Linear Model is one of the simplest model, we use this section as the starting point to introduce some common ideas
in
Data Science.
Least Square Problem
Click on the Canvas to place additional points
Suppose we have $n$ data points, $x_1,\cdots,x_n$, in $\mathbb{R}^p $, denote $$\mathbf{X} \in
\mathbb{R}^{n\times p }$$
the matrix with entries given by $$\mathbf{X}_{i,j}=(x_i)_j$$
For each point, $x_i$, there is a corresponding output $y_i$, we will denote the output vector by
$$\mathbf{y} := \begin{pmatrix} y_1\\\vdots\\y_n \end{pmatrix}$$
Denote the design matrix
$$X:=[\mathbf{X}|\mathbb{1}] \in \mathbb{R}^{n\times (p+1) }$$
The goal of a least square problem is to find the vector $\mathbf{\beta}\in \mathbb{R}^{p+1}$
that minimizes the Sum of Squared Error
$$\mathrm{SSE}(w):=\|X w - \mathbf{y}\|_2^2 $$
Geometric Approach
Projection Matrix
We start with the geometric way, the one that I found most natural. Recall that we have the following
minimization problem,
$$\min_{w\in \R^{p+1}} \|X w - \mathbf{y}\|_2^2$$
The object $$Xw$$ lives in the column space of $X$, thus to minimizes the above squared distance,
we only need to require
$Xw= \widehat{\mathbf{y}}$ where
$ \widehat{\mathbf{y}}$ is the projection of $\mathbf{y}$ onto the column space of $X$. In other words, recall that
the projection can be done via the projection matrix $X( X^T X)^{-1}X^T$, we need to have
$$Xw= \widehat{\mathbf{y}} =X( X^T X)^{-1}X^T \mathbf{y}$$
Which implies
$$ w = ( X^T X)^{-1}X^T \mathbf{y}$$
Since $$\hat{\mathbf{y}} = Xw =X( X^T X)^{-1}X^T \mathbf{y} $$
The following projection matrix is also often called the hat matrix
$$P = X( X^T X)^{-1}X^T$$
Correlations, R Squared and F-statistics
Correlations
Denoting the $i$-th column of $X$ by $X_i$. The standard definition of correlation can be
rewritten as
$$
\begin{aligned}
\mathtt{Corr}\left(\mathbf{y}, X_{i}\right):&=\frac{\sum(\mathbf{y}_j-\overline{\mathbf{y}})
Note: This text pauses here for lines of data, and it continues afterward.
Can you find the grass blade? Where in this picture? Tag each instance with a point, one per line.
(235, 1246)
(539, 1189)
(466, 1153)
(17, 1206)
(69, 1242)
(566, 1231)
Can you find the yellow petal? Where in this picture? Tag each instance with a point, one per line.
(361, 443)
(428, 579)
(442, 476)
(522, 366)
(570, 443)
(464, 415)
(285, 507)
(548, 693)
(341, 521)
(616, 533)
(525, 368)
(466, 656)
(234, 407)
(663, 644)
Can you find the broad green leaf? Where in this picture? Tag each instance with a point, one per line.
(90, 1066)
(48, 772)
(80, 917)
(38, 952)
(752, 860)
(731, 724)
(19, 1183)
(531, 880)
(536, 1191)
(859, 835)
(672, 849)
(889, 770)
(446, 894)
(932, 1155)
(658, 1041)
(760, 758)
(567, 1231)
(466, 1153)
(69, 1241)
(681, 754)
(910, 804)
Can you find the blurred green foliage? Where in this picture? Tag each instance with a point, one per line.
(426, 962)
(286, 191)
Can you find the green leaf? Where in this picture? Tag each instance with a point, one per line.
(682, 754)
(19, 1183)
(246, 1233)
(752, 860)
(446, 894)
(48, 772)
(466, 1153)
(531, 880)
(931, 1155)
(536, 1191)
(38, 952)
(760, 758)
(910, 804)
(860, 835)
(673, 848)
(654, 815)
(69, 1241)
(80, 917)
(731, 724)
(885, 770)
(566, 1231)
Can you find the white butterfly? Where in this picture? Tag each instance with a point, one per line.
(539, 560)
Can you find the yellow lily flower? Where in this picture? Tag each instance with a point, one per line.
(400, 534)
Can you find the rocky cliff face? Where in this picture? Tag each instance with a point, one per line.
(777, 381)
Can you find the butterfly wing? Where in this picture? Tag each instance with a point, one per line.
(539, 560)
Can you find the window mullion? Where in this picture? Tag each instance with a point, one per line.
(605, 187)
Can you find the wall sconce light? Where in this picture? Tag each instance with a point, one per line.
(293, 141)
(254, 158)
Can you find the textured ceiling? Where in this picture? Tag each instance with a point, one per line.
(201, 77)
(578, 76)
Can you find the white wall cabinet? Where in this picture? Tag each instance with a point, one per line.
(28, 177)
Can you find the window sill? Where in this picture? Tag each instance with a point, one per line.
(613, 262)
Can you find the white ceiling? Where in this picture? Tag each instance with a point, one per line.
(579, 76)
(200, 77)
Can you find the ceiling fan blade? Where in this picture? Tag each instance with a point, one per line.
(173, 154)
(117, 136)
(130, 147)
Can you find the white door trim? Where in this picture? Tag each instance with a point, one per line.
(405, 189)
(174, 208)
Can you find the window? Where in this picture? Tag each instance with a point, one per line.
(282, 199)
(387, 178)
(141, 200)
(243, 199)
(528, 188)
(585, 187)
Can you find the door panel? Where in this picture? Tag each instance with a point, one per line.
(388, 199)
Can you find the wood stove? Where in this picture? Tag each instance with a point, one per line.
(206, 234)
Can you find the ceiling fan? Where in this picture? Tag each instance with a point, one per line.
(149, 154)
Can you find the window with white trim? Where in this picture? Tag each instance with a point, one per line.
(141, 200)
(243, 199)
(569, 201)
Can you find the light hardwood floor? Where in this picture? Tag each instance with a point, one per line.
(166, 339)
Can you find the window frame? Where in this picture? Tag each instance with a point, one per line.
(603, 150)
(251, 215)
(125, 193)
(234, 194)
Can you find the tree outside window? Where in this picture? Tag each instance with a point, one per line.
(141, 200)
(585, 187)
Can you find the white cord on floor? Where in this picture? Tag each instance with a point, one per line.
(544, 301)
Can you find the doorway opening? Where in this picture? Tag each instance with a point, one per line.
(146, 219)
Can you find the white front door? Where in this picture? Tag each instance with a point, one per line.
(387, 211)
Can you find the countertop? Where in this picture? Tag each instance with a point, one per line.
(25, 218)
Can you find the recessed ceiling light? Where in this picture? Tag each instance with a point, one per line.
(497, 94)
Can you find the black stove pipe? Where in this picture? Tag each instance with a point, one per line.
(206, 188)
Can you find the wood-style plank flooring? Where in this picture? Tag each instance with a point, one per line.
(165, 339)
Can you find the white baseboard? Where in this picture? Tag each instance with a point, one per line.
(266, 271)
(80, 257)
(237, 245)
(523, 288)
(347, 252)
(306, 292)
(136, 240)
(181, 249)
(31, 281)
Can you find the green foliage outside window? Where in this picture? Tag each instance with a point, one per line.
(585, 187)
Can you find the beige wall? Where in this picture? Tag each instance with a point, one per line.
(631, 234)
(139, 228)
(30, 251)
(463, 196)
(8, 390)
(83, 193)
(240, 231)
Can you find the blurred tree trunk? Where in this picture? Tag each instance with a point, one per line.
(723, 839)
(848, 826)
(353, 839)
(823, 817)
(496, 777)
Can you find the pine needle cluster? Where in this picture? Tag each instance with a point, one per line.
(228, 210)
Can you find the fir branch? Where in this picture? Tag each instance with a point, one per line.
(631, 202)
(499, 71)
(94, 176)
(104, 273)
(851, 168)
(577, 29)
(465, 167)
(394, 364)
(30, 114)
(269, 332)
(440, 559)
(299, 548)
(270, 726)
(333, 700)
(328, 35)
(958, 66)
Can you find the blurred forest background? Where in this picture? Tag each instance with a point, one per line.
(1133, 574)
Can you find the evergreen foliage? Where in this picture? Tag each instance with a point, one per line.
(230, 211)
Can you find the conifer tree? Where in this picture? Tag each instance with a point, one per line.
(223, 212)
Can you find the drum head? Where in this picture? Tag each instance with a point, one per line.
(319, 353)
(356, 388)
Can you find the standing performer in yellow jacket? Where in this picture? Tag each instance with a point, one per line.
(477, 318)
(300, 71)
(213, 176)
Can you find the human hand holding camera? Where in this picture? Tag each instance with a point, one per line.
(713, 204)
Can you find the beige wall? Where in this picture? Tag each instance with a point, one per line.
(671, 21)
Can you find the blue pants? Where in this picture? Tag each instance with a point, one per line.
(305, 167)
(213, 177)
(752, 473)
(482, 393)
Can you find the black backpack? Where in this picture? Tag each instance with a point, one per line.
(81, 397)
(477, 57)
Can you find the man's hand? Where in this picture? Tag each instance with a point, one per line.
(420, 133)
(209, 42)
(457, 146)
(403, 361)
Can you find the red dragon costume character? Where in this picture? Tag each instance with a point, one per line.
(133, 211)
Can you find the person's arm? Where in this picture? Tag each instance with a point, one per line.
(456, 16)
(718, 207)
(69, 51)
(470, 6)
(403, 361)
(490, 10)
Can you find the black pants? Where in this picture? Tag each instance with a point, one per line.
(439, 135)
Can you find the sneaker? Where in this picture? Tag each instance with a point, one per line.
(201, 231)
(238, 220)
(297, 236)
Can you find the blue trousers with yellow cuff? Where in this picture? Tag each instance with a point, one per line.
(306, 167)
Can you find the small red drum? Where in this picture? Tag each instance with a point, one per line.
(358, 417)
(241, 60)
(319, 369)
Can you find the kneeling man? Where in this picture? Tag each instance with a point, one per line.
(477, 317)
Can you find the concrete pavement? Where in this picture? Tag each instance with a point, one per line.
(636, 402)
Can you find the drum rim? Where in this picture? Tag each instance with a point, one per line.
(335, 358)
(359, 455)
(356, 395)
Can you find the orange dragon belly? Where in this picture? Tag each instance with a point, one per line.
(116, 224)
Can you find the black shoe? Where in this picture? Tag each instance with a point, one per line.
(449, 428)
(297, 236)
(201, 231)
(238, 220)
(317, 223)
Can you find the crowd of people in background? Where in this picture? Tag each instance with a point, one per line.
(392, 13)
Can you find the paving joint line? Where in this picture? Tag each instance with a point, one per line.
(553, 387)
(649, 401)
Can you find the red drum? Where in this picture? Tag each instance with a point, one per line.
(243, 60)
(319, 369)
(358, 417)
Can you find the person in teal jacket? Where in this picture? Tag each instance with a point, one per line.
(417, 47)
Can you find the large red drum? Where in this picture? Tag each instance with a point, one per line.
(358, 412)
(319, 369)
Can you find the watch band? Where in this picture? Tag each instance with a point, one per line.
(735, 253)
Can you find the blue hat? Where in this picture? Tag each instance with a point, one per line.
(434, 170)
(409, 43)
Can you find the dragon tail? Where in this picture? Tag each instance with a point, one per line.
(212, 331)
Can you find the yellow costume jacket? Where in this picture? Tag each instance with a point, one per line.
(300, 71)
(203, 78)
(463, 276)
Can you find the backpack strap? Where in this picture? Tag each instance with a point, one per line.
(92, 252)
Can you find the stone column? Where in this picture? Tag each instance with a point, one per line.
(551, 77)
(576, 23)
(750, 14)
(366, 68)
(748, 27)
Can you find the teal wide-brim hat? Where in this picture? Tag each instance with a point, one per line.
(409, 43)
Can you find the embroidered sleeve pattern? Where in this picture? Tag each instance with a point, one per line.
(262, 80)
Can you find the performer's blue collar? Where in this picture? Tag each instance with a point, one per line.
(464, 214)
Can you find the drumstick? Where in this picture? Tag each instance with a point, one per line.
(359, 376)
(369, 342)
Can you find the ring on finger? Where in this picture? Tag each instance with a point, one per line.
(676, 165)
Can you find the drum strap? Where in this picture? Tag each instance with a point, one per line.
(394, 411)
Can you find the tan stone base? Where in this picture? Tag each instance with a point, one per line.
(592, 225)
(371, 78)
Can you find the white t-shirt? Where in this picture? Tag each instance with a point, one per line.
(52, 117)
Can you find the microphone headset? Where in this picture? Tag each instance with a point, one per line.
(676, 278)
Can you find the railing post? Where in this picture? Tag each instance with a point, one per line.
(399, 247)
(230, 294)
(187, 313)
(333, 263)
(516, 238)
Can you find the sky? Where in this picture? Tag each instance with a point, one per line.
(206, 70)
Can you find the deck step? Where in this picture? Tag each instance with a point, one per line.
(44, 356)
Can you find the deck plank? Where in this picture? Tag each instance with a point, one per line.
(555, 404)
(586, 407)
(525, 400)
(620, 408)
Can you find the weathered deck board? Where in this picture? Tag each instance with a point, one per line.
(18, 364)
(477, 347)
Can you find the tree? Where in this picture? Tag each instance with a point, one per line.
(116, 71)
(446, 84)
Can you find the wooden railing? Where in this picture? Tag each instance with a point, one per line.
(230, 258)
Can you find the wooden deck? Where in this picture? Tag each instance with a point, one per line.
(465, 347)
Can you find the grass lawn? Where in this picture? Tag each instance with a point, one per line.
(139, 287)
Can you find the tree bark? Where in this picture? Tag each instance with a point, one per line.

(X_{ji}-\overline{X_{i}})}{\sqrt{\sum(
X_{ji}-\overline{X_{i}})^2\sum(\mathbf{y_j}-\overline{\mathbf{y}})^2}}
\\ &=\frac{\left(\mathbf{y}-\overline{\mathbf{y}}\right)\cdot\left(
X_{i}-\overline{X_{i}}\right)}{\|X_i\|\|\mathbf{y}\|}\\ &=\cos
\left(\angle\left(\mathbf{y}-\overline{\mathbf{y}},
X_{i}-\overline{X_{i}}\right)\right)
\end{aligned}
$$
$R^2$
Similarly, using the decomposition
$$SST=SSE+SSR$$
$$R^{2}:=\frac{SSR}{SST}=\cos ^{2}(\angle(\mathbf{y}-\overline{\mathbf{y}},
\widehat{\mathbf{y}}-\overline{\mathbf{y}}))$$
The loss function can be expanded
$$\mathrm{SSE}(b)=b^TX^TXb-2(Xb)^T\mathbf{y}+\mathbf{y}^T\mathbf{y} $$
Taking derivative (gradient) w.r.t $b$ gives
$$\nabla \mathrm{SSE} = 2X^TX b - 2X^T \mathbf{y}$$
At the local minimals, we have
$$\nabla \mathrm{SSE} = 2X^TX b - 2X^T \mathbf{y}=0$$
which gives us the, Normal Equation
$$X^TX b= X^T \mathbf{y}$$
When the inverse of $X^TX$ exist, we have, again $$ b = ( X^T X)^{-1}X^T \mathbf{y}$$
For ideas behind the Gradient Descend Algorithm, see the page Optimization
Methods. In the example, we applied the Gradient Descend algorithm to minimize $\mathrm{SSE}(b)$.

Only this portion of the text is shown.